Respondi um não inaudível. Minha voz tinha sumido devido ao nervosismo.
Ele havia apontado a espingarda de pressão, fechando um olho.
“Pensar em alguém que mais odeia.”
E disparara, acertando o alvo.
A tia havia surgido nesse momento, estendendo os braços para receber o brinde: um gato de pelúcia cor-de-rosa.
Vindo de muito longe, ouvi um carro encostar ao lado da caminhonete e abri os olhos. Um som de música vinha do outro carro e através das janelas abertas pude ver Heitor sentado atrás do volante, olhando para nós.
Vinícius afastou o rosto e virou a cabeça, vendo o irmão. Antes que ele pudesse dizer algo, Heitor acelerou e arrancou com o SUV.
Foi tudo tão rápido, que custei para assimilar completamente o que havia acontecido. Vinícius acompanhou com o olhar as lanternas traseiras do carro de Heitor até dobrarem a esquina, mais adiante.”
“Fui atrás de Ariana. Passei em frente ao seu prédio mas não vi o carro dela. Procurei em todos os lugares em que ela poderia estar, em vão.
Ela não atendia minhas chamadas. Eu estava ficando maluco, quando lembrei que aquele era o dia em que o Armazém não funcionava. Fui até lá. Ariana não estava lá, mas Heitor estava.
— Você está com uma cara péssima, Vinícius.

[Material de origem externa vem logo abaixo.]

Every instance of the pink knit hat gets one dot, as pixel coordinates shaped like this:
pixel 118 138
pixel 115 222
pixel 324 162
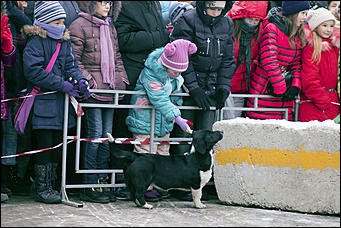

Heitor tinha bebido. Havia bitucas de cigarro no cinzeiro e garrafas de cerveja vazias.
— Já se viu hoje?
Heitor fez uma careta.
— Não estou nos meus melhores dias.
— Devem ser as companhias em que anda ultimamente.
Ele levou uma garrafa pela metade até a boca e deu um trago. Estendeu na minha direção. Recusei.
— Veio me ver?
— Estou procurando Ariana.
— Ariana — Heitor repetiu. — Ela esteve aqui mais cedo, almoçamos juntos, depois ela foi embora. Acho que tinha um encontro. Pensei que fosse com você.
Passei as mãos pelos cabelos, a fim de me acalmar, andando até o princípio da varanda.
— Soube que tia Lívia voltou a morar no casarão — disse Heitor.
Pelo visto, eu era o último a saber.
— Voltou — concordei. —Ana Beatriz também.
— Eu sei, para decepção de Dr. Otávio — Depois de uma pausa, Heitor perguntou: — Vai me contar o que aconteceu ou vou ter que adivinhar?
Voltei para dentro e sentei na frente dele, tentando decidir até onde podia contar com Heitor.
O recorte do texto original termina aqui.